By Matt Mauney | Staff Writer
In 1966, on a stop in New Jersey during his route as a trucker, Clarence “Junior” Clifton was unloading his truck when his attention was turned to a nearby football practice.
“I remember making a comment to one of the other men there of how small they looked to be high school players,” Clifton said.
The man explained to Clifton they weren’t high school players but rather a youth football team.
“I was not aware at the time that they had that,” he said. “I knew that they had Little League baseball but didn’t know about youth football. It just kind of stuck with me.”
Two years later, back at home in the Sydney/Dover area, Clifton got in contact with the Police Athletic League in Tampa, which governed a youth football program. He wanted to create a team that served the area where he called home, but the PAL board had reservations about “starting a team out in the country.”
After some convincing, Clifton got his wish, and soon, the first rendition of the Turkey Creek Trojans formed.
Clifton could not have guessed then that he would be involved with the Trojans for the next 12 years and that they would forever become a part of his life. He also could not have known the program would still be thriving today. The Trojans prepare to face the rival Plant City Dolphins at noon Saturday, at Turkey Creek Stadium off Connell Road in Plant City.
Clifton’s youngest grandson, Ben, will be playing for the Dolphins. Saturday also will be special for Clifton: He will be honored during a ceremony before kickoff. He will be receiving a framed Trojans jersey along with naming the press box after him.
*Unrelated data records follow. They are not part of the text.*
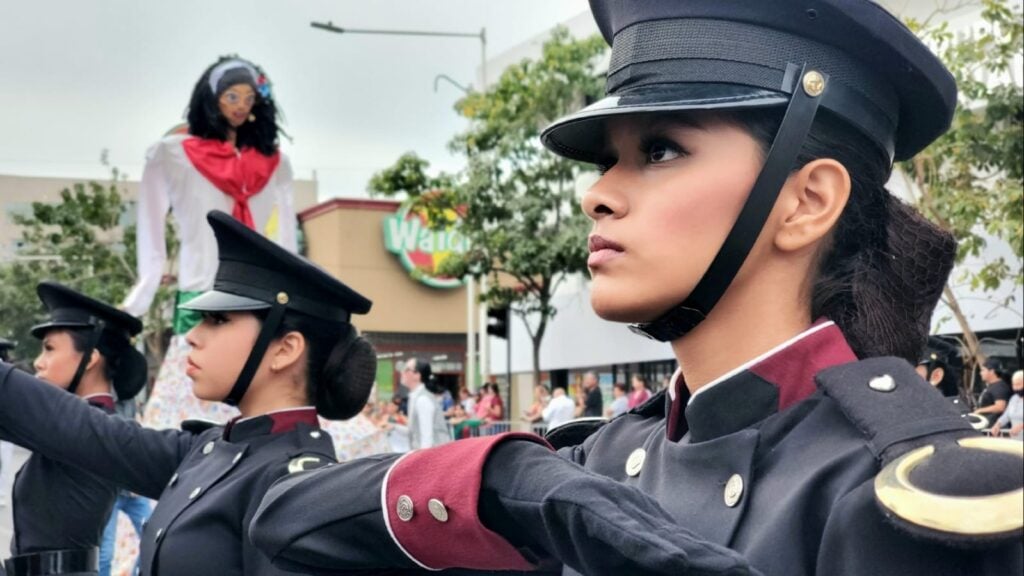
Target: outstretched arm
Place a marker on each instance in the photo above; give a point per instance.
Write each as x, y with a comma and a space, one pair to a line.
504, 502
50, 421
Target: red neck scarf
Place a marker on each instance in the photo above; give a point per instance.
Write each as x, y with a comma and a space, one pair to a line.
240, 174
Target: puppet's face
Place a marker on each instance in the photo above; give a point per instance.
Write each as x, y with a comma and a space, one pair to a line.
237, 104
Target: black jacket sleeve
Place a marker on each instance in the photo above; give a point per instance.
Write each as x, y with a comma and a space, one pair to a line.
50, 421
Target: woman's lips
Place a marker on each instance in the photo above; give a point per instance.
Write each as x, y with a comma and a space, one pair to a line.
602, 250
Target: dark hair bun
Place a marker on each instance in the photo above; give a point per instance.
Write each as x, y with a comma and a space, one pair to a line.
347, 380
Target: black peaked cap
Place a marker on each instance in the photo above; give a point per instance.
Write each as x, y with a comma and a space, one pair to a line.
70, 309
255, 273
674, 55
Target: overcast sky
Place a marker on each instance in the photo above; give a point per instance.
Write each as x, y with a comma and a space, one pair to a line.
81, 76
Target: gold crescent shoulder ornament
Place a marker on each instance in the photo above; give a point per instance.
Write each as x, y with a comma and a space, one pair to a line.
973, 517
303, 463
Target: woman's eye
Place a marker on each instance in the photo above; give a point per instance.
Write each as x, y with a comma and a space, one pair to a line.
662, 151
215, 318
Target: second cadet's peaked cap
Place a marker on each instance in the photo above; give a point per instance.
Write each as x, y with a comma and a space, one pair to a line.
675, 55
70, 309
255, 274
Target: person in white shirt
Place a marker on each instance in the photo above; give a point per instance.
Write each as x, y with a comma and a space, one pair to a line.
621, 402
229, 161
426, 418
560, 410
1013, 417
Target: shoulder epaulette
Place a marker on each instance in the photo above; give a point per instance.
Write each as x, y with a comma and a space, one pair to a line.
198, 425
307, 462
931, 455
573, 432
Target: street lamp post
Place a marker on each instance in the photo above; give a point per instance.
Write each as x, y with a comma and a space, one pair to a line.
471, 309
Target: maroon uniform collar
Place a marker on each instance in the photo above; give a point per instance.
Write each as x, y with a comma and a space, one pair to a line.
759, 388
102, 401
275, 422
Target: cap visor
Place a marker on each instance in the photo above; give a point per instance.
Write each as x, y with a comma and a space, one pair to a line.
222, 301
582, 135
40, 330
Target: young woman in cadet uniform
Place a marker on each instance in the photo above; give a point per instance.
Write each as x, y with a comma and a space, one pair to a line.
741, 216
276, 340
59, 509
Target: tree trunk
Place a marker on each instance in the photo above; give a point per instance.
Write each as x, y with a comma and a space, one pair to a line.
973, 358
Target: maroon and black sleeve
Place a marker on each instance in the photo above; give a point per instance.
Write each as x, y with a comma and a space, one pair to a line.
497, 503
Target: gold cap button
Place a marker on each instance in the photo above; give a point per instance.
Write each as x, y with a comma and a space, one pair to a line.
814, 83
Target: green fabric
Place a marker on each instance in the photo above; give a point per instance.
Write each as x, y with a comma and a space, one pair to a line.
185, 320
470, 424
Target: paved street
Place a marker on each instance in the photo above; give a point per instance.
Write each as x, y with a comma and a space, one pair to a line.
6, 530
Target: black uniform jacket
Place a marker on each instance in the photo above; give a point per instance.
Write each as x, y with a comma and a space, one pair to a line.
57, 506
209, 482
764, 462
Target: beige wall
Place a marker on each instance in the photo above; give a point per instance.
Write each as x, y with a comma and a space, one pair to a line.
348, 241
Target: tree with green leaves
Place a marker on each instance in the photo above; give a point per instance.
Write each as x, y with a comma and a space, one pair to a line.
80, 242
520, 216
970, 180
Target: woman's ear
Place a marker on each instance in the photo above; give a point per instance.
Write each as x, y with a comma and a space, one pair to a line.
94, 359
811, 202
287, 351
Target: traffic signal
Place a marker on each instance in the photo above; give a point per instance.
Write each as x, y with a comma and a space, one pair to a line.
498, 322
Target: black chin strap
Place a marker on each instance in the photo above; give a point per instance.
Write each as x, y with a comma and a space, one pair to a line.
256, 356
807, 88
97, 330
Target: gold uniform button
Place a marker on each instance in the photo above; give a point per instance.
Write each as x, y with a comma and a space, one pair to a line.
733, 490
404, 508
635, 462
884, 382
814, 83
437, 509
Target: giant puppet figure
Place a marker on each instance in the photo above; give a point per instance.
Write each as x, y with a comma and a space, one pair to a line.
229, 160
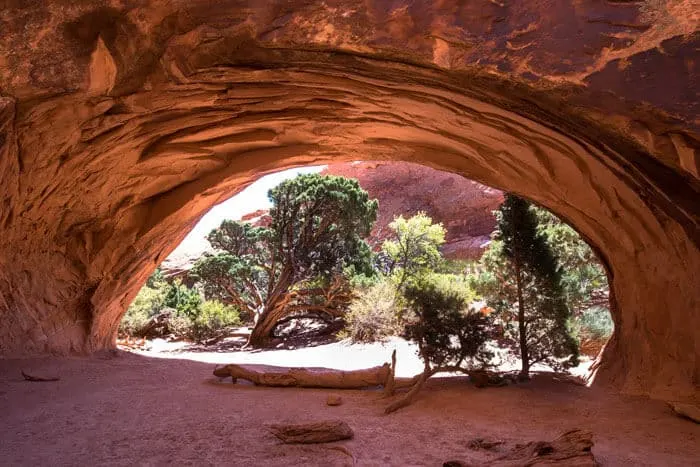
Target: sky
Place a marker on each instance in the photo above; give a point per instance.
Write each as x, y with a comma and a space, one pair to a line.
251, 199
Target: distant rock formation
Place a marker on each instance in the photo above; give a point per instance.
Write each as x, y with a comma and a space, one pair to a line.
463, 206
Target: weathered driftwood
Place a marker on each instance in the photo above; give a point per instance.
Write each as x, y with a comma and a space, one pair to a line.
390, 385
265, 375
309, 433
39, 379
572, 448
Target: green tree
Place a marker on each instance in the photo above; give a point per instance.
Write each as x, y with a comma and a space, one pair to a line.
317, 230
415, 248
583, 276
450, 336
522, 282
181, 298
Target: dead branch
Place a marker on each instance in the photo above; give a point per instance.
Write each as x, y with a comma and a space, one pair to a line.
572, 448
265, 375
39, 379
309, 433
390, 384
408, 397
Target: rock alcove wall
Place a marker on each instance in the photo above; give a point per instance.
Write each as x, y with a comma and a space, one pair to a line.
122, 122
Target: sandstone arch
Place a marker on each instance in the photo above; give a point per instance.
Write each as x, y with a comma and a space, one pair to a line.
121, 125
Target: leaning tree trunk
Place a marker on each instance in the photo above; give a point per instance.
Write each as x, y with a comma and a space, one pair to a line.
522, 329
284, 303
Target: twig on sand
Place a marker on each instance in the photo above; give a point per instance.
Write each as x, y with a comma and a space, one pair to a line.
39, 379
312, 433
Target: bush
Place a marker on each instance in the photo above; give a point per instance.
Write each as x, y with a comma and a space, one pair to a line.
148, 303
373, 314
211, 320
592, 328
448, 334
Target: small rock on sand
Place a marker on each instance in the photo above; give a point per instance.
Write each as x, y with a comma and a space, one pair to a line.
333, 400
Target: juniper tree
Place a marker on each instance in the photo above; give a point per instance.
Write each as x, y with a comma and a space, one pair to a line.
317, 230
522, 281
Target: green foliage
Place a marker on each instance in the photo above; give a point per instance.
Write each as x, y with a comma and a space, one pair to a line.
148, 303
583, 276
315, 235
373, 314
448, 334
522, 282
212, 318
593, 324
415, 248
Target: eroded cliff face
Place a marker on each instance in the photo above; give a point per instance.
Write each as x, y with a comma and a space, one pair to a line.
464, 207
122, 122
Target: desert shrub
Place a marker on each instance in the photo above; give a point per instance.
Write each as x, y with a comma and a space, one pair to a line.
373, 314
182, 298
211, 320
594, 323
148, 302
593, 327
449, 335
Clifton always has loved the game of football and said he enjoyed coaching young players of the sport. When Clifton was growing up, the only football to be played was in junior high and high school. Clifton played in high school as well as a year while serving in the U.S. Army. Later, as a coach, he used football to teach life lessons and instill discipline.
“Give me 15 minutes with them, and I could have them crying,” he said. “I had a way to really get them whipped up and ready to play football. I think with a lot of the teams we played early on were better caliber, but because we got them so pumped up, they would go out there and just really get after it.”
Clifton also noted winning was appreciated but not necessary.
“I loved to win and hated to lose, but I didn’t preach winning to the kids,” he said. “I always told them that there was two games to play: the game of football and the game of life.”
Clifton’s daughter, Kim, remembers going to games and sitting in her dad’s truck as he drove all over town to pick up players who didn’t have a ride.
“I remember always wanting to sit in the back with everyone,” she said.
Kim also was involved with the Trojans program as she was a member of the Trojanettes, a cheer team that performed dances, cheers and stunt routines during halftime.
“Growing up, the Trojans were my dad’s life,” she said. “His eyes light up when he talks about it.”
The love for the sport carried over. Kim has been involved on the board of the Plant City Dolphins, another area youth squad, and her husband, Steve, has coached the Dolphins for 11 years.
“We wanted to go neutral,” said Kim, explaining that her husband grew up in Antioch, home of the Redskins.
The aspect of youth football Clifton cherished the most was the chance for all players of varying sizes and abilities to compete.
“Nowadays, the focus is too much on winning,” he said. “Back then, it was about giving young boys the chance to play football when they might not ever be able to play again after that.”
Only three of his players on the original 1968 team went on to play in high school.
“One of the boys I always think of is Tony Proctor,” Clifton said. “He was a linebacker and wasn’t more than 118 pounds, but he would explode and hit you harder than anything. It’s kids like Tony that defined what the program was all about.”
After joining the National Youth Football Federation in 1970, the Turkey Creek program quickly grew and peaked at more than 500 kids, separated into several teams depending on age and size. Clifton coached the varsity Trojans until 1980 and served as the athletic director of the Turkey Creek program until 1982, when his job as a truck driver transferred him to Tennessee.
“I didn’t have any desire to coach up there and was approached several times even when I got back and retired to coach again,” he said. “There are a lot a younger guys now, and I don’t think I can keep up with them as good anymore.”
Clifton turns 80 in September.
The impact Clifton had on his players is clear. Many of the players on the original Trojans team still keep in contact with him.
“It’s amazing looking back now and these guys are grandparents and will still tell me how they appreciated what I stood for and the honesty I always gave them,” he said. “It’s so good to work with people like that.”